Доктор Брид стукнул своим веснушчатым старческим кулаком по письменному столу. Письменный стол у него был полуовальный, стальной, цвета морской волны:
— Один моряк мог бы нести на себе достаточное количество вещества, чтобы высвободить застрявший в болотах бронетанковый дивизион. По словам Феликса, все вещество, (потребное для этого, могло бы уместиться у одного моряка под ногтем мизинца.
— Но это невозможно.
— Это вы так думаете. И я бы так сказал, и любой другой тоже.
А для Феликса, с его полушутливым подходом ко всему, это казалось вполне возможным. Чудом в Феликсе было то, что он всегда — и я искренне надеюсь, что вы об этом упомянете в своей книге, — он всегда подходил к старым загадкам, как будто они совершенно новые.
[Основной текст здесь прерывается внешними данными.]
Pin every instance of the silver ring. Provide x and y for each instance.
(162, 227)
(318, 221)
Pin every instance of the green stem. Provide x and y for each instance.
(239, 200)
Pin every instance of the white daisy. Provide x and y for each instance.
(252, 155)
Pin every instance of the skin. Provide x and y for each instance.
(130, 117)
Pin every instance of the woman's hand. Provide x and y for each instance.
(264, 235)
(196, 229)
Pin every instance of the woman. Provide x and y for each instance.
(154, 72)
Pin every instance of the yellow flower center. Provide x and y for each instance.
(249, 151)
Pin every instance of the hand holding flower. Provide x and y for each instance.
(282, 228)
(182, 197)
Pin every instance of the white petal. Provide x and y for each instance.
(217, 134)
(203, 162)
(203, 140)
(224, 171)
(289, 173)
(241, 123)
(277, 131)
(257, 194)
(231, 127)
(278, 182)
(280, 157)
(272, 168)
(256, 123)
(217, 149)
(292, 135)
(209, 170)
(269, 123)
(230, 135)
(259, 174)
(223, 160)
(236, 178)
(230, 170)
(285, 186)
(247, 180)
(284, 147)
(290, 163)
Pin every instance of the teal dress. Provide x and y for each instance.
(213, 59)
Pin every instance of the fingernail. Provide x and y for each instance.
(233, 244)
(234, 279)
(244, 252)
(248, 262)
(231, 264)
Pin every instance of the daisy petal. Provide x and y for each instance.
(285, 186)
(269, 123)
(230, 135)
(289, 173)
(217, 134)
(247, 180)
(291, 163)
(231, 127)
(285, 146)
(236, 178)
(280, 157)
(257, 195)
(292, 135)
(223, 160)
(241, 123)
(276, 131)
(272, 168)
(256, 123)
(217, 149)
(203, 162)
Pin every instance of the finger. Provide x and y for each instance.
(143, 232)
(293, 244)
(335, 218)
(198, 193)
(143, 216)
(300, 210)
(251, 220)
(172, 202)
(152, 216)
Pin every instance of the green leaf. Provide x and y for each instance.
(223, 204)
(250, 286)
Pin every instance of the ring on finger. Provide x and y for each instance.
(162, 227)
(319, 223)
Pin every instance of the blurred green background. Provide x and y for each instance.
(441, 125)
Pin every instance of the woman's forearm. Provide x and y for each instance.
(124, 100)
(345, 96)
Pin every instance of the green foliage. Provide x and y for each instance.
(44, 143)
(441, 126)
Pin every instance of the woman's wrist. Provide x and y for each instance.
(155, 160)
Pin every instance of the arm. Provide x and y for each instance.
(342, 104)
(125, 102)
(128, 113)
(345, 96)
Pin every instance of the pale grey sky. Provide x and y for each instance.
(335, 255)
— Сейчас я чувствую себя Франсиной Пефко, — сказал я, — или сразу всеми барышнями из девичьего бюро. Даже доктор Хониккер не сумел бы объяснить мне, каким образом что-то умещающееся под ногтем мизинца может превратить болото в твердое, как ваш стол, вещество.
— Но я вам говорил, как прекрасно Феликс все умел объяснять.
— И все-таки…
— Он мне все сумел объяснить, — сказал доктор Брид. — И я уверен, что смогу объяснить и вам. В чем задача? В том, чтобы вытащить морскую пехоту из болот, так?
— Так.
— Отлично, — сказал доктор Брид, — слушайте же внимательно.
Начнем.
20. ЛЕД-ДЕВЯТЬ
— Различные жидкости, — начал доктор Брид, — кристаллизуются, то есть замораживаются, различными путями, то есть их атомы различным путем смыкаются и застывают в определенном порядке.
Старый доктор, жестикулируя веснушчатыми кулаками, попросил меня представить себе, как можно по-разному сложить пирамидку пушечных ядер на лужайке перед зданием суда, как по-разному укладывают в ящики апельсины.
— Вот так и с атомами в кристаллах, и два разных кристалла того же вещества могут обладать совершенно различными физическими свойствами.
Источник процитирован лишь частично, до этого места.